Sunday, December 09, 2007

joel coen's BARTON FINK (1991)

Barton Fink confirms, as No Country attests, the Coens as mean sumbitches, meaner than they seem. Fink, written in the midst of Miller's Crossing writer's block, is above all an uncomfortably damning examination of the writing process, and the writer himself; Fink is occasionally a sympathetic character when he gets in over his head, but it's more important to the Coens that he's callow and deluded, so lost in his patronizing ideals that he actively dodges honest perspective. ("Boy, I could tell you some stories." "I bet you could.") his inability to write anything truly genuine, or in fact anything at all, forces the question of art's relationship to reality, and the pathetic folly of all the hacks gumming up the works on both sides.

still, it's got That Coen Brothers Feeling (in spades!), so there's ample comedy beneath the peeling wallpaper. ("Have you read the bible, Pete?" "The holy bible?") writerly pretension saturates the craft as much as it does the story, as the brothers Coen, born with tongues grafted to their respective cheeks, further scene by scene the symbological goofery they toyed with in Raising Arizona and Miller's Crossing, reaching a fever pitch in the final shot (an all time favorite.) and all the while it's a small cinematic marvel. it's little wonder the film was so well-received at Cannes, as it draws wittily on the European traditions (and merits the rarely-deserved adjective "Kafkaesque"), but it's also as solid a piece of Americana as exists in their filmography.

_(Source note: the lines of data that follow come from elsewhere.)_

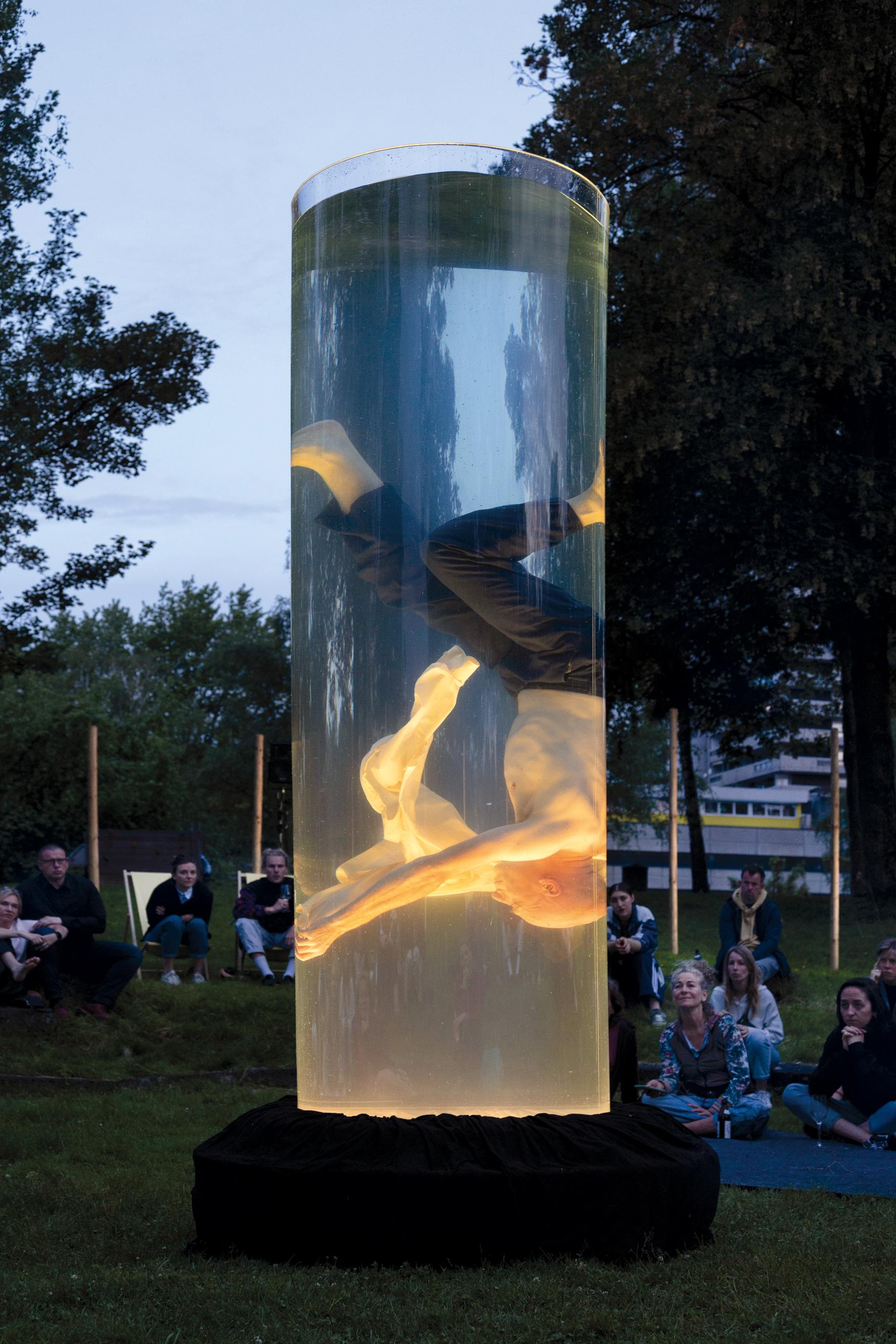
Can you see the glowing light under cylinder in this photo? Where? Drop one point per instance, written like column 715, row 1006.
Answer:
column 449, row 308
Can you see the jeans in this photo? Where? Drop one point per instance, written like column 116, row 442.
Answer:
column 882, row 1121
column 172, row 930
column 762, row 1056
column 108, row 966
column 467, row 580
column 256, row 938
column 749, row 1116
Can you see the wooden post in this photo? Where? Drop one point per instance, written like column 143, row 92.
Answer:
column 835, row 848
column 260, row 799
column 674, row 830
column 93, row 809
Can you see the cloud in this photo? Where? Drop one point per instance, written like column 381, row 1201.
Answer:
column 168, row 510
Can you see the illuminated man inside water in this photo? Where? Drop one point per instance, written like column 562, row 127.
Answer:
column 467, row 580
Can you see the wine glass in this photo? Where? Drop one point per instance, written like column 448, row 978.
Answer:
column 819, row 1111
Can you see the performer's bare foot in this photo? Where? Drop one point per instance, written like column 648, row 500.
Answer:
column 589, row 506
column 327, row 449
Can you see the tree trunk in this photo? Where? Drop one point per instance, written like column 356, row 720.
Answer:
column 699, row 874
column 858, row 883
column 872, row 788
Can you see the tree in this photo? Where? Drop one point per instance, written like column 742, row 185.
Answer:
column 750, row 155
column 76, row 394
column 178, row 692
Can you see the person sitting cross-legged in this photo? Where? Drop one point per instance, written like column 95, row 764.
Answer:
column 632, row 941
column 265, row 915
column 743, row 995
column 750, row 920
column 179, row 912
column 73, row 909
column 703, row 1065
column 856, row 1073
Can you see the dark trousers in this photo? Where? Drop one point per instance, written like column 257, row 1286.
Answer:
column 467, row 580
column 108, row 966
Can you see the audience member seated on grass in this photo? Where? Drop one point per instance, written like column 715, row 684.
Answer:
column 632, row 941
column 856, row 1073
column 624, row 1048
column 755, row 1013
column 73, row 911
column 703, row 1065
column 750, row 920
column 179, row 912
column 17, row 963
column 265, row 912
column 884, row 973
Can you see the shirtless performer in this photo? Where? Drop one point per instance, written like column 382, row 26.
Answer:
column 467, row 580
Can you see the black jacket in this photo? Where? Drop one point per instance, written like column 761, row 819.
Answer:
column 77, row 902
column 166, row 894
column 867, row 1073
column 768, row 930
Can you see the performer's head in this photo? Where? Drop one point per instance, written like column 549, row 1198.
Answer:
column 555, row 893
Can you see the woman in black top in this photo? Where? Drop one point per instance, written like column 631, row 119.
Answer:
column 624, row 1048
column 179, row 912
column 860, row 1060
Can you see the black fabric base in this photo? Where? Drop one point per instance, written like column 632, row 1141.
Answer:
column 288, row 1185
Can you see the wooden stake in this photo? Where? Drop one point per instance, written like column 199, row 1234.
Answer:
column 260, row 799
column 674, row 830
column 93, row 808
column 835, row 848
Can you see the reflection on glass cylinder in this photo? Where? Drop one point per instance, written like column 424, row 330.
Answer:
column 448, row 570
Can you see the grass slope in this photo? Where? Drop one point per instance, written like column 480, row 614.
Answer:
column 96, row 1203
column 229, row 1024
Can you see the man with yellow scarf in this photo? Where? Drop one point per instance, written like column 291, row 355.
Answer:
column 750, row 920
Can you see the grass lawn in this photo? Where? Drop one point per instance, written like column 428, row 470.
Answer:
column 97, row 1212
column 96, row 1199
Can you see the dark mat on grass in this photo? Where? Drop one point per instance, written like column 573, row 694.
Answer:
column 794, row 1161
column 288, row 1185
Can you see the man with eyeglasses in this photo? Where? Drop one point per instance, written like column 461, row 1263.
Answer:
column 73, row 909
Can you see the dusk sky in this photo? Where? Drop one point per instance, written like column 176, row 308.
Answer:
column 191, row 124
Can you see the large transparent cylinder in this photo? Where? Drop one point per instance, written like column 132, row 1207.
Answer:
column 449, row 310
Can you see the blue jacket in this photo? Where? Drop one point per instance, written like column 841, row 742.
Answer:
column 768, row 929
column 641, row 927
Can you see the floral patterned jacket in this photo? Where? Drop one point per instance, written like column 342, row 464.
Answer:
column 735, row 1056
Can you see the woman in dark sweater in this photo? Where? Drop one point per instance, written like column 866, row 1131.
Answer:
column 624, row 1048
column 179, row 912
column 859, row 1064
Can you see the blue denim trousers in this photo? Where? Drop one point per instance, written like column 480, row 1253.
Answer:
column 797, row 1099
column 749, row 1116
column 172, row 930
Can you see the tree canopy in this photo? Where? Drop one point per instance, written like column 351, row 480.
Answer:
column 749, row 151
column 77, row 394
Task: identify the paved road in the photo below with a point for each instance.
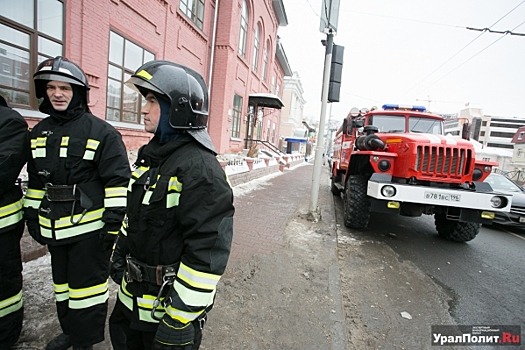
(481, 281)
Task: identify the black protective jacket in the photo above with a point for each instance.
(81, 157)
(180, 213)
(14, 151)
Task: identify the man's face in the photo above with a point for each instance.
(59, 94)
(151, 113)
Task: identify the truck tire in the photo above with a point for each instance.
(333, 187)
(356, 202)
(455, 230)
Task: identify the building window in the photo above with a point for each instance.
(237, 116)
(256, 43)
(265, 60)
(30, 32)
(123, 103)
(244, 29)
(194, 10)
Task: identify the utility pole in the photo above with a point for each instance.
(329, 16)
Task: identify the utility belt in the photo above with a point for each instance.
(141, 272)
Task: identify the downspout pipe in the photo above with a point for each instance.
(212, 51)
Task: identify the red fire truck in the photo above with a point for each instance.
(398, 160)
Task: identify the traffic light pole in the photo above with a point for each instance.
(319, 149)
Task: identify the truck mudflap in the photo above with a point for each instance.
(436, 196)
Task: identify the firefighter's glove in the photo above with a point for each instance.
(33, 228)
(117, 266)
(108, 235)
(172, 334)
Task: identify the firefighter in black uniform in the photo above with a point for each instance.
(14, 151)
(76, 199)
(175, 242)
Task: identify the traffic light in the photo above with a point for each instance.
(336, 71)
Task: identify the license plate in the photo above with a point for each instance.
(443, 197)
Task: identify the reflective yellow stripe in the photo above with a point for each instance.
(88, 292)
(12, 304)
(147, 197)
(182, 316)
(89, 216)
(111, 192)
(115, 202)
(193, 297)
(92, 144)
(172, 200)
(89, 155)
(174, 184)
(34, 193)
(63, 146)
(11, 220)
(86, 297)
(61, 292)
(72, 231)
(38, 147)
(11, 214)
(89, 302)
(198, 279)
(10, 209)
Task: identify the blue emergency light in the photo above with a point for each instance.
(393, 106)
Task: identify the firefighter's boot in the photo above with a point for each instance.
(60, 342)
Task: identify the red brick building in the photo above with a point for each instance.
(232, 43)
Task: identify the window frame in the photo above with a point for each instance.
(243, 33)
(236, 116)
(36, 51)
(195, 13)
(124, 72)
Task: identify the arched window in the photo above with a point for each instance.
(244, 29)
(256, 44)
(265, 60)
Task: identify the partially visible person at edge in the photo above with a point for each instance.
(175, 241)
(14, 151)
(76, 199)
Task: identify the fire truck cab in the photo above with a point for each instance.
(398, 160)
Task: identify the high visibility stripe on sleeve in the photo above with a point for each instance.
(193, 297)
(11, 214)
(86, 297)
(38, 147)
(197, 279)
(61, 292)
(33, 198)
(115, 197)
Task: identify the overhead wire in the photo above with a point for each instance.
(462, 49)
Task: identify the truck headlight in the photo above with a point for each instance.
(498, 202)
(388, 191)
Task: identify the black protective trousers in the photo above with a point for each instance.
(123, 337)
(82, 264)
(10, 283)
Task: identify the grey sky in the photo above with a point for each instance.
(409, 52)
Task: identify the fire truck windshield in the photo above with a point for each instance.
(396, 124)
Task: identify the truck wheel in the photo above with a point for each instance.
(455, 230)
(356, 203)
(333, 187)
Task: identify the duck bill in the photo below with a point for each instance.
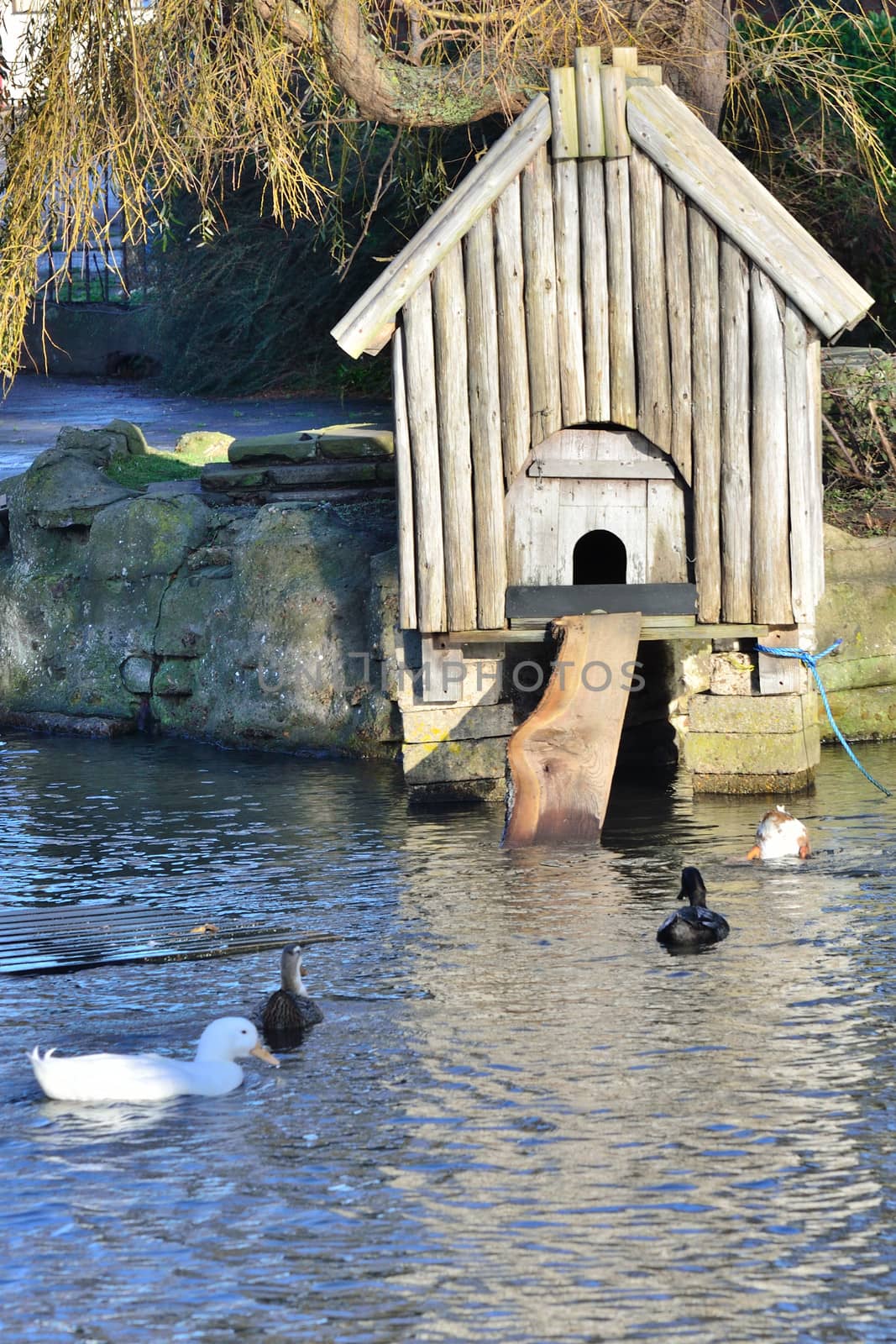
(261, 1053)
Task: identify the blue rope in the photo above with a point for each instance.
(812, 660)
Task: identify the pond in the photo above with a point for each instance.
(521, 1120)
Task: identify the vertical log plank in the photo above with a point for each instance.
(589, 102)
(540, 293)
(569, 268)
(621, 316)
(734, 302)
(485, 425)
(405, 486)
(649, 291)
(449, 324)
(595, 296)
(770, 566)
(801, 470)
(813, 417)
(613, 96)
(705, 410)
(674, 219)
(419, 381)
(513, 371)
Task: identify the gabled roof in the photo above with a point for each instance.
(681, 147)
(710, 175)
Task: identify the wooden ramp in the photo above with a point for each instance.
(563, 757)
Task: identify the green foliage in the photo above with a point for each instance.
(813, 112)
(137, 470)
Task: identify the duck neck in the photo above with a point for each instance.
(291, 979)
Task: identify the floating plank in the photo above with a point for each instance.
(524, 600)
(456, 470)
(485, 423)
(405, 483)
(595, 296)
(649, 295)
(363, 326)
(564, 136)
(621, 304)
(569, 266)
(801, 470)
(60, 938)
(770, 573)
(563, 757)
(540, 291)
(710, 175)
(705, 410)
(419, 381)
(513, 370)
(589, 102)
(674, 225)
(735, 494)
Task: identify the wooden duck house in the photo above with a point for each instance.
(606, 375)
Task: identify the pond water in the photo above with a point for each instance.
(35, 409)
(520, 1121)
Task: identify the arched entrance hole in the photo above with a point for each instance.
(600, 558)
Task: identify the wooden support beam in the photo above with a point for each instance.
(513, 370)
(649, 292)
(674, 225)
(563, 757)
(540, 291)
(621, 302)
(449, 323)
(772, 601)
(485, 423)
(419, 376)
(405, 481)
(735, 492)
(707, 412)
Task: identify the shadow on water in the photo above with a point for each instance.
(520, 1119)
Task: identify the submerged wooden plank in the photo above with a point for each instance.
(449, 324)
(563, 757)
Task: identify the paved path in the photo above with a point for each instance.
(38, 407)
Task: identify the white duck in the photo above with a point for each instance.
(779, 835)
(136, 1079)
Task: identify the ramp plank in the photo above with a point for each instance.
(563, 757)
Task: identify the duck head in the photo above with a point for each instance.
(291, 969)
(230, 1039)
(692, 887)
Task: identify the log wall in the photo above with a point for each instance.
(597, 291)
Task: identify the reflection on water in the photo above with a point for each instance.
(521, 1120)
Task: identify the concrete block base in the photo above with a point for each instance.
(757, 743)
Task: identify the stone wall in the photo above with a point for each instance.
(237, 624)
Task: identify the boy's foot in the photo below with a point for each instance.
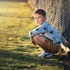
(45, 54)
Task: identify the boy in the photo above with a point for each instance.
(46, 36)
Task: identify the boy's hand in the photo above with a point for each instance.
(34, 43)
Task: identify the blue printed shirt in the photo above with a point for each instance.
(48, 31)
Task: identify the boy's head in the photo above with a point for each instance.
(39, 16)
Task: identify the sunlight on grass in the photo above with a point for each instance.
(16, 50)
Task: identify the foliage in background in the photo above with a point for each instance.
(16, 50)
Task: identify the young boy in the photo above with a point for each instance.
(46, 36)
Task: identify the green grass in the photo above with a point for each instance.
(16, 50)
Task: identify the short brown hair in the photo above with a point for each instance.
(40, 11)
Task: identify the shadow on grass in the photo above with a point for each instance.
(27, 59)
(15, 0)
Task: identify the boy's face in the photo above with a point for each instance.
(39, 19)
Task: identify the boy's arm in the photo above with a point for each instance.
(39, 30)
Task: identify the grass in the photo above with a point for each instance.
(16, 50)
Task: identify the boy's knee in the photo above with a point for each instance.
(35, 37)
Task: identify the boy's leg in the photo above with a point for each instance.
(64, 48)
(40, 41)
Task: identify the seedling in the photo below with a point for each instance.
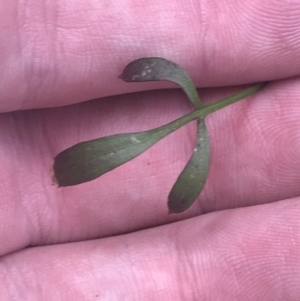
(89, 160)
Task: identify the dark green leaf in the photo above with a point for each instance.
(155, 69)
(88, 160)
(192, 179)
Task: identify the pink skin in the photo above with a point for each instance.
(55, 53)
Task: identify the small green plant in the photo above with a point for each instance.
(88, 160)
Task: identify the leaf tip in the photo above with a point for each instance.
(53, 177)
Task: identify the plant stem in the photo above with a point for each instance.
(215, 106)
(206, 110)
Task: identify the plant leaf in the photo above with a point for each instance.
(155, 69)
(192, 179)
(88, 160)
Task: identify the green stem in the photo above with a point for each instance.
(206, 110)
(215, 106)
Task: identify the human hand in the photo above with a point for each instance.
(245, 248)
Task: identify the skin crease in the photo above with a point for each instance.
(112, 239)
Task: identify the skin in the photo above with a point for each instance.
(112, 239)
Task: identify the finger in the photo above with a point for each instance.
(243, 254)
(63, 52)
(255, 159)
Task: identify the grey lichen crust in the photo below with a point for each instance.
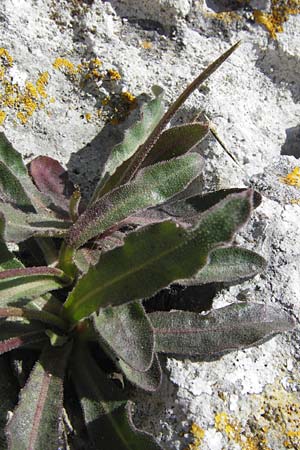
(253, 102)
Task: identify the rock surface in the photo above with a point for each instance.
(248, 399)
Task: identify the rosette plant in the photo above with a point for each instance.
(75, 331)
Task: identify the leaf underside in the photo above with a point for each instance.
(156, 256)
(225, 329)
(152, 186)
(34, 425)
(128, 333)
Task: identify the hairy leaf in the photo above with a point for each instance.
(134, 137)
(34, 425)
(127, 332)
(190, 208)
(156, 256)
(52, 179)
(228, 264)
(8, 259)
(176, 141)
(26, 283)
(8, 397)
(107, 414)
(145, 149)
(226, 329)
(19, 226)
(15, 184)
(153, 185)
(149, 381)
(14, 334)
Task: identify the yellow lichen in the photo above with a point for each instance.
(113, 74)
(293, 178)
(280, 12)
(198, 434)
(65, 65)
(2, 117)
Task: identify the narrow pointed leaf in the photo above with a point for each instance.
(226, 329)
(152, 186)
(146, 148)
(15, 184)
(52, 179)
(176, 141)
(14, 334)
(20, 226)
(106, 412)
(149, 381)
(228, 264)
(190, 208)
(8, 259)
(8, 397)
(156, 256)
(127, 332)
(134, 137)
(26, 283)
(35, 423)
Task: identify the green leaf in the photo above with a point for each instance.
(190, 208)
(26, 283)
(156, 256)
(8, 259)
(19, 226)
(176, 141)
(8, 397)
(226, 329)
(134, 137)
(35, 423)
(149, 381)
(228, 264)
(153, 185)
(131, 169)
(15, 184)
(14, 334)
(127, 332)
(107, 414)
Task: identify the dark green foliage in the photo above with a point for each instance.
(74, 293)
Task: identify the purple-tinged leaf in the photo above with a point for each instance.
(145, 149)
(127, 332)
(8, 396)
(176, 141)
(8, 259)
(149, 381)
(223, 330)
(29, 282)
(155, 256)
(228, 264)
(52, 179)
(35, 422)
(107, 414)
(16, 186)
(17, 226)
(153, 185)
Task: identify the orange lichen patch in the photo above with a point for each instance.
(147, 45)
(5, 57)
(65, 66)
(280, 12)
(233, 430)
(198, 434)
(113, 74)
(293, 178)
(24, 101)
(2, 117)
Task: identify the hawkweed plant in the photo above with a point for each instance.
(75, 332)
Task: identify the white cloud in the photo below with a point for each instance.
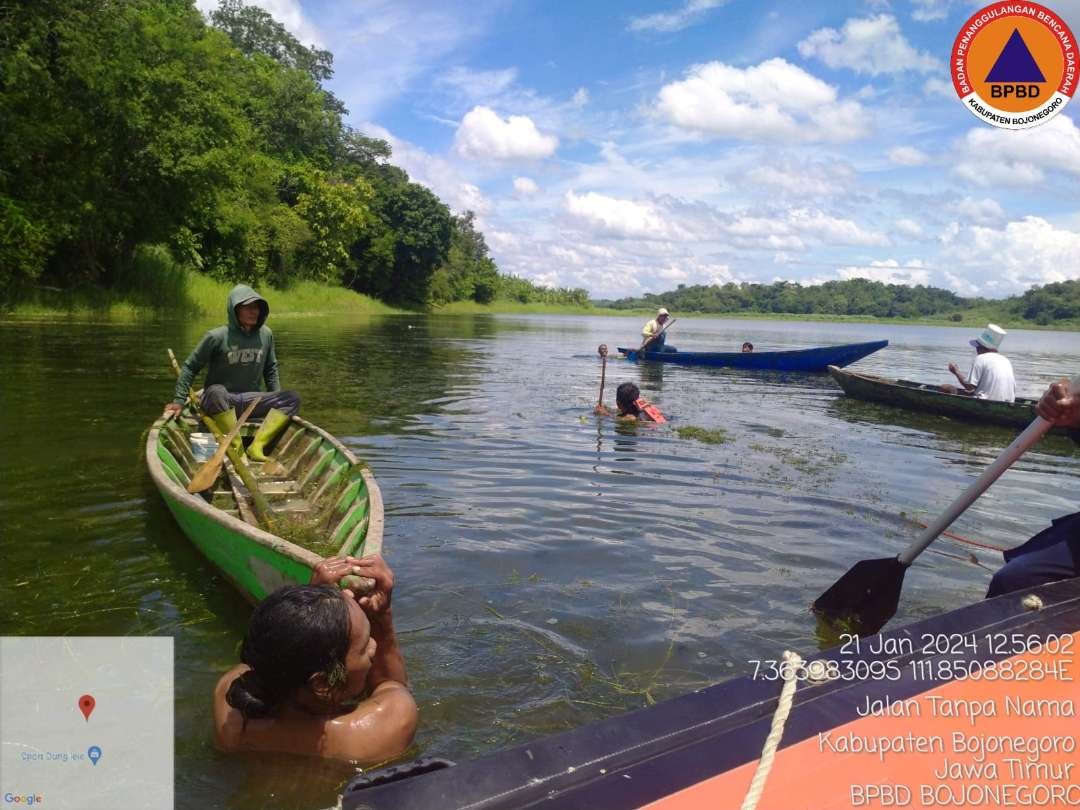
(690, 12)
(774, 100)
(909, 228)
(484, 135)
(833, 230)
(525, 186)
(1010, 259)
(907, 156)
(888, 271)
(989, 157)
(867, 45)
(979, 212)
(619, 217)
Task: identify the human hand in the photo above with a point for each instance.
(332, 570)
(1060, 405)
(377, 602)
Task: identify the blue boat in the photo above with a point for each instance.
(796, 360)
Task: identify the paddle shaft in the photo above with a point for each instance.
(650, 338)
(206, 474)
(1031, 434)
(262, 510)
(599, 400)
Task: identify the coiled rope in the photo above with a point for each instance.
(790, 672)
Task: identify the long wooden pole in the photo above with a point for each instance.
(262, 510)
(603, 352)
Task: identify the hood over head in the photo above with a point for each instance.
(243, 294)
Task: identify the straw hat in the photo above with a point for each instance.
(990, 338)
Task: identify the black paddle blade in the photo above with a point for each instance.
(865, 597)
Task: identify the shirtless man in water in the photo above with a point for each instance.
(322, 673)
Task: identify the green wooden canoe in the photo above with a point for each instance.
(930, 399)
(325, 502)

chris weitz's THE GOLDEN COMPASS (2007)

Weitz gets an A for effort (okay, maybe a B) but winning intentions don't save Pullman's book from the tragedies of adaptation, especially an adaptation co-scripted by New Line's anthropomorphic desperation. it succeeds to a pleasant degree visually, affected though its epic touches may be, and it's nice to see that Pullman's vitriol isn't critically dulled despite the Chruch's well-anticipated uproar, but the elegance of the book's metaphysical conceits (primarily dust & daemons) is sullied almost entirely by an uncontrolled rush. of course, doling out information slowly (or smartly) isn't a luxury typical of a family fantasy film, and therein's the folly of adapting a book just because it sold well, but The Golden Compass' main crime is the ending, or lack of one; the final scene is a lot more upbeat than the book's, sure, but there's no excuse for adapting a book with attempted reverence and then second-guessing its author as to where the story ends, not to mention squandering every cent of Daniel Craig's salary by reducing his Lord Asriel to little more than a plot device. The Golden Compass aims to differentiate itself from the overwhelming crop of kid-lit cash-ins surrounding it (lord, please get this fad over with, i've seen all of those trailers five too many times) but the self-respect just isn't there.